I had a fairly short conversation today with an entrepreneur friend. He has been bootstrapping his startup for some time and wanted my advice. He received a deal put on the table by an early stage VC and in my opinion the terms stink. They weren't criminal but damn near it when you know what is standard in the market.
At the same time, he told me he's soon to run out of money, his CTO hasn't been paid for a couple of months and he's already financing some things with a loan. I've heard at least twenty variations of this situation and have been often asked what to do.
I'll usually very quickly go through options with whomever I have on the line or in front of me. Typical questions will include:
1. Do you have any other options as to financing (VC's, Angels, FFF's, loans)?

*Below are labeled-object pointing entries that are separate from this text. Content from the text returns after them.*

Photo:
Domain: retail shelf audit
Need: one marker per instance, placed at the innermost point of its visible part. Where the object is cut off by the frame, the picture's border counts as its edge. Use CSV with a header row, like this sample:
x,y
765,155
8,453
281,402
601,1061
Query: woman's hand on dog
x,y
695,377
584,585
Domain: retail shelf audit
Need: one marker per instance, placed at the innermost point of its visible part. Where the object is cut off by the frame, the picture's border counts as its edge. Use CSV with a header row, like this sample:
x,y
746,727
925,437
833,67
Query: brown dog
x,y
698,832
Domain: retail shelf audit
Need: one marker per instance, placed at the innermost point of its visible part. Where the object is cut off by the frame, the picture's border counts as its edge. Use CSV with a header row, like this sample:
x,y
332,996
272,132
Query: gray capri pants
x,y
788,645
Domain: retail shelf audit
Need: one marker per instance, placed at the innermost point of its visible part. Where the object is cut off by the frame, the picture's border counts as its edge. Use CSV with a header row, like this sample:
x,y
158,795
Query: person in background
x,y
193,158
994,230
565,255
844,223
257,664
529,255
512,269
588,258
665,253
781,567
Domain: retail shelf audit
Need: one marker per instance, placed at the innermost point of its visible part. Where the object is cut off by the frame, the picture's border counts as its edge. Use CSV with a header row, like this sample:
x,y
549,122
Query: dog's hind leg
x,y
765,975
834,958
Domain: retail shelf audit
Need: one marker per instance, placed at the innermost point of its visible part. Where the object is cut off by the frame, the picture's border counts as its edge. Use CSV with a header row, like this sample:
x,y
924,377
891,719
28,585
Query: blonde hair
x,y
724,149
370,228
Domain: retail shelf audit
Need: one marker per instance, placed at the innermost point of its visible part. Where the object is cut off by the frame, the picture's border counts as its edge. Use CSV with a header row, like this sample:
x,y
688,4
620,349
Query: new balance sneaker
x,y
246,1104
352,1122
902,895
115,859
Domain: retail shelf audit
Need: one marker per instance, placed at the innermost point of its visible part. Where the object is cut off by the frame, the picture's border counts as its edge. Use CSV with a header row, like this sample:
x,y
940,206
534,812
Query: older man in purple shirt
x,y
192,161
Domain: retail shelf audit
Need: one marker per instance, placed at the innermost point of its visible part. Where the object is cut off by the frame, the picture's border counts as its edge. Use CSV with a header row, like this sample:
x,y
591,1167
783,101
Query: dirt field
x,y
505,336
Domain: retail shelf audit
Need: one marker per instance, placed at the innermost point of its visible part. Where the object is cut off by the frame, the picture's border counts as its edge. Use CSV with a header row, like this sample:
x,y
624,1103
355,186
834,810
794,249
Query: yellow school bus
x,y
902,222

2. How much burn do you have left?
3. Are any of your customers willing to pay you up front for product or services delivered at a later date?
4. Can your employees go any longer without salary?
5. Is it possible to cut other costs quickly (rent, expenses, whatever)?
Since people are usually always at the point where they've hashed out all options, the answer to the questions above is usually "no". This then always leads to my very clear answer, which hardly ever is different. So how do you decide what to do? It's not easy but it's simple.
Are you passionate about your product? Do you believe in yourself and your product above all else? Are you willing to do whatever it takes to succeed? If yes, tell the VC to go pound dirt and pursue options. There are always options and if you aren't willing to give up, they will eventually appear.
At the same time, maybe you're a gambling man or woman. Do you want to "give it a go"? Are you also wondering whether the product will be successful? Do you have your doubts and aren't really sure how bad you want it? You get my point! If all your other options haven't panned out and you yourself aren't dead-sure you want to fight it out, sign the termsheet. As long as you don't put yourself in a situation where you are giving up more than the chance to fight another day, it's better to risk poor terms than to just give up. If you're successful, you'll have a bit more leverage even with bad terms.
Yes, there are times to simply give up and there are a ton of posts about that. This post is focusing on crap terms from an investor. If you want to keep at it and are simply torn between taking a deal or not, use my above criteria. Never forget that as an entrepreneur and founder, you usually aren't easily replaced if succesful. If you are responsible for the performance of your business, you'll most likely have more leverage at a later date than you have today so go ahead and take the deal.